Our R&D clientele isn’t made up by scientists but varies from start-ups to breweries, manufacturers and IT specialists. Here we bust five common misconceptions business owners have about R&D and their eligibility for the relief.

1. R&D is just for people in lab coats developing the next cancer busting drug
This is the most popular myth and holds back many companies from maximising their revenue. Often the claims we handle come through our knowledge of a customer’s business rather than them approaching us direct – simply because they don’t consider what they do innovative.

For example, food businesses often don’t realise that tweaking their recipes through trials and experiments would qualify for R&D.

2. Dividends are the most tax efficient way to pay directors or shareholders
Although dividends are a tax efficient option in some instances, it isn’t the best option for businesses eligible to claim R&D relief. If a director is performing R&D work and receives £100,000 in dividends – this money wouldn’t be eligible for an R&D claim. However, if the director received the same amount of money as a salary it would be eligible for the relief.
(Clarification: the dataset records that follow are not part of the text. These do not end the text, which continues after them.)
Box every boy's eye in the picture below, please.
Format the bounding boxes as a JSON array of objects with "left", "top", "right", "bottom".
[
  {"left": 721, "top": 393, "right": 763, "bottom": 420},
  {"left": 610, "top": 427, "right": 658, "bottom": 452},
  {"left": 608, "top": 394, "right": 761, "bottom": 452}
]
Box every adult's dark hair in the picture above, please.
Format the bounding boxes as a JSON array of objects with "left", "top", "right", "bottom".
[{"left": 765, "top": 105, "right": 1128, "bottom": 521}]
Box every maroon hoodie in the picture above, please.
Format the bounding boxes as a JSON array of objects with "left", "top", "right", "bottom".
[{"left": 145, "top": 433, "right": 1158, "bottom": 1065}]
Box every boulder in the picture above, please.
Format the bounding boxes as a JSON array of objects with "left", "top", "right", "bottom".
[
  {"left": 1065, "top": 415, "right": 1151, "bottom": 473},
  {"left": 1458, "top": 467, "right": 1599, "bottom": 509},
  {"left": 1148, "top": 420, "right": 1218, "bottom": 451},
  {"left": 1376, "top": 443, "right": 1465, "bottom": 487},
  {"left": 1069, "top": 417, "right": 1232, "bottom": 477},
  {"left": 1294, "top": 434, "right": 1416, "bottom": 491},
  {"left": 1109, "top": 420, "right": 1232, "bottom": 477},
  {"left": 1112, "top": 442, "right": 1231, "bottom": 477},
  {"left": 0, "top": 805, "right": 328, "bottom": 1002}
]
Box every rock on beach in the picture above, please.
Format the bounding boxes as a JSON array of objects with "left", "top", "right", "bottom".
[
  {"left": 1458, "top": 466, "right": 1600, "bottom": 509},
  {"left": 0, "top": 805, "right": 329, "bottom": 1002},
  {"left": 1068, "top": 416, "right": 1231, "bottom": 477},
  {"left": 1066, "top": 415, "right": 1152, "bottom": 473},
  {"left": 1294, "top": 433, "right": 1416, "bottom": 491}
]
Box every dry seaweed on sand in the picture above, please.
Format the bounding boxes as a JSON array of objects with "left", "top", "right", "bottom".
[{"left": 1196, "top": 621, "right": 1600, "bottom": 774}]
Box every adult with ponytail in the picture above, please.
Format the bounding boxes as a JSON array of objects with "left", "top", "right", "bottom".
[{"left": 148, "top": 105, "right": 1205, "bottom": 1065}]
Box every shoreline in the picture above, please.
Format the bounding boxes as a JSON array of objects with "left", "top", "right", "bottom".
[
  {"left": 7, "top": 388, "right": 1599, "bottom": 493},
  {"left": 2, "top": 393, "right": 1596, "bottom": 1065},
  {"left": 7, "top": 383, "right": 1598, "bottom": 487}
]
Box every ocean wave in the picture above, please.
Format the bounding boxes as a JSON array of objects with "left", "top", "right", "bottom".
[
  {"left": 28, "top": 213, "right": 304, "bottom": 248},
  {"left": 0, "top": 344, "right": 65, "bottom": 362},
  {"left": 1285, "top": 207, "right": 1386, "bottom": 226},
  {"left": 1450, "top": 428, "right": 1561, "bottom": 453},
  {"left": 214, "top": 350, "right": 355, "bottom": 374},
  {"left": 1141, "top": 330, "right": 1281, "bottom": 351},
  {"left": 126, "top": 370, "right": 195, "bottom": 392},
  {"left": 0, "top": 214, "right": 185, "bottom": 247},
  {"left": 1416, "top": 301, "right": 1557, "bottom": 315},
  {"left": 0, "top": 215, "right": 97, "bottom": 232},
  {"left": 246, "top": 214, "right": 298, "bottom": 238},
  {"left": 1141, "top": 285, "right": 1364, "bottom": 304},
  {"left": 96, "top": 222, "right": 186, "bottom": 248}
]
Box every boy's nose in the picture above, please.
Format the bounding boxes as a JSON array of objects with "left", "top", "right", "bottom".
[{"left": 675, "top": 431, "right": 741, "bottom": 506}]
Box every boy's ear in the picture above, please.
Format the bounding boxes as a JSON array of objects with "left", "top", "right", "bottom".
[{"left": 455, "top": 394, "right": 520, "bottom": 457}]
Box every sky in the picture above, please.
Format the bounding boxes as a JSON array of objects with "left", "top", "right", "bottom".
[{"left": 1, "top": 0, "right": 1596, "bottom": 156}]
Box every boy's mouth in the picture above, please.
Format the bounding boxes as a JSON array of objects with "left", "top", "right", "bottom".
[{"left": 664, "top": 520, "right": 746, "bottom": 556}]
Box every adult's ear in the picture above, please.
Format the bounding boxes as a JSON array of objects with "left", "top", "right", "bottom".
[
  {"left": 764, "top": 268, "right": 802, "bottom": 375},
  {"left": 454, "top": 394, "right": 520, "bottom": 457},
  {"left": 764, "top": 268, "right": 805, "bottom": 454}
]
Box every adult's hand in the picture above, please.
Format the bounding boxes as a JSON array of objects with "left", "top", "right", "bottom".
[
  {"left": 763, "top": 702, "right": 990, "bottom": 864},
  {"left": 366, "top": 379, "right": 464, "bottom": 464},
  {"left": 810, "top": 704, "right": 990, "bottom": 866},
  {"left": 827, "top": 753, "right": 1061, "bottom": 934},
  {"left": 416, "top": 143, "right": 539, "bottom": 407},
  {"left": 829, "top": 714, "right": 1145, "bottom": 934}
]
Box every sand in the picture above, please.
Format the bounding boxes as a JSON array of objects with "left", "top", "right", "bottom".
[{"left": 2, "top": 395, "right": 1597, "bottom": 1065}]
3. The most significant proportion of an R&D claim is nearly always staffing costs
The relief that’s available differs amongst sub-contractors and permanent staff. When it comes to sub-contractors, it is reduced to 65% of their salary. This could equate to a significant difference when claiming R&D relief as 100% of permanent employees’ salaries are eligible for R&D relief.

4. R&D tax relief is available regardless of business funding
This is a common misconception, but we encourage business owners to consult financial advisors before accepting government grants, whether these are EU or UK wide. This type of funding can disqualify an entire project from being eligible for R&D relief, which is often greater than the grant itself.

5. R&D tax relief claims are tax avoidance
Often SMEs think that R&D tax relief claims must be a tax avoidance or tax planning schemes so don’t make a claim. However, neither is the case. R&D tax relief is a statutory relief. If you’re performing R&D work, you’re entitled to claim the relief.